Store Data Safely

Coffee & Coding

May 16, 2024

Avoid storing data on GitHub

Why?

Because:

  • data may be sensitive
  • GitHub was designed for source control of code
  • GitHub has repository file-size limits
  • it makes data independent from code
  • it prevents repetition

Other approaches

To prevent data commits:

  • use a .gitignore file (*.csv, etc)
  • use Git hooks
  • avoid ‘add all’ (git add .) when staging
  • ensure thorough reviews of (small) pull-requests

What if I committed data?

‘It depends’, but if it’s sensitive:

  • ‘undo’ the commit with git reset
  • use a tool like BFG to expunge the file from Git history
  • delete the repo and restart 🔥

A data security breach may have to be reported.

Data-hosting solutions

We’ll talk about two main options for The Strategy Unit:

  1. Posit Connect and the {pins} package
  2. Azure Data Storage

Which to use? It depends.

{pins} 📌

A platform by Posit

A package by Posit

Basic approach

install.packages("pins")
library(pins)

board_connect()
pin_write(board, data, "pin_name")
pin_read(board, "user_name/pin_name")

Live demo

  1. Link RStudio to Posit Connect (authenticate)
  2. Connect to the board
  3. Write a new pin
  4. Check pin status and details
  5. Pin versions
  6. Use pinned data
  7. Unpin your pin

Should I use it?

⚠️ {pins} is not great because:

  • you should not upload sensitive data!
  • there’s a file-size upload limit
  • pin organisation is a bit awkward (no subfolders)
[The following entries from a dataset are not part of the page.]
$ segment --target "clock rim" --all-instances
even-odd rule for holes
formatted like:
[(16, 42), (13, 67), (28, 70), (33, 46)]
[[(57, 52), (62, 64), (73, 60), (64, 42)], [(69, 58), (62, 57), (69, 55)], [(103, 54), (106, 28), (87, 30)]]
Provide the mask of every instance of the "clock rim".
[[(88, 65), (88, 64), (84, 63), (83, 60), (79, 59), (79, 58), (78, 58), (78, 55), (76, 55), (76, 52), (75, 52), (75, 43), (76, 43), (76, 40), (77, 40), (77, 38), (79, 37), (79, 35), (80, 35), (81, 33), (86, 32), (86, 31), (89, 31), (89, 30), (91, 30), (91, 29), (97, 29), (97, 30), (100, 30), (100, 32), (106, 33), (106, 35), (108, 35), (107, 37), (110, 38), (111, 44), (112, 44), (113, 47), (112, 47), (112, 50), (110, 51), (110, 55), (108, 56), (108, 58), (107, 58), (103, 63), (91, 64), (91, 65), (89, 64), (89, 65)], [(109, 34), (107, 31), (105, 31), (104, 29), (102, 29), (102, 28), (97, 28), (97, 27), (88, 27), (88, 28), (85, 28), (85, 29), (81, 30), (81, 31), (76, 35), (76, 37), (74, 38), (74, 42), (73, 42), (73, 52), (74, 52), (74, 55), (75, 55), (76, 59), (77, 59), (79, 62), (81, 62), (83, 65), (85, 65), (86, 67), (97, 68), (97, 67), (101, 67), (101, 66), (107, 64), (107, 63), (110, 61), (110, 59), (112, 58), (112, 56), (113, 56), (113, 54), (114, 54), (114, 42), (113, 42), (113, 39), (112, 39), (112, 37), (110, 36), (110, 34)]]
{pins} is helpful because:

  • authentication is straightforward
  • data can be versioned
  • you can control permissions
  • there are R and Python versions of the package

Azure Data Storage 🟦

What is Azure Data Storage?

Microsoft cloud storage for unstructured data or ‘blobs’ (Binary Large Objects): data objects in binary form that do not necessarily conform to any file format.

How is it different?

  • No hierarchy – although you can make pseudo-‘folders’ with the blobnames.
  • Authenticates with your Microsoft account.

Authenticating to Azure Data Storage

  • You are all part of the “strategy-unit-analysts” group; this gives you read/write access to specific Azure storage containers.
  • You can store sensitive information like the container ID in a local .Renviron or .env file that should be ignored by git.
  • Using {AzureAuth}, {AzureStor} and your credentials, you can connect to the Azure storage container, upload files and download them, or read the files directly from storage!

Step 1: load your environment variables

Store sensitive info in an .Renviron file that’s kept out of your Git history! The info can then be loaded in your script.

.Renviron:

AZ_STORAGE_EP=https://STORAGEACCOUNT.blob.core.windows.net/

Script:

ep_uri <- Sys.getenv("AZ_STORAGE_EP")

Tip: reload .Renviron with readRenviron(".Renviron")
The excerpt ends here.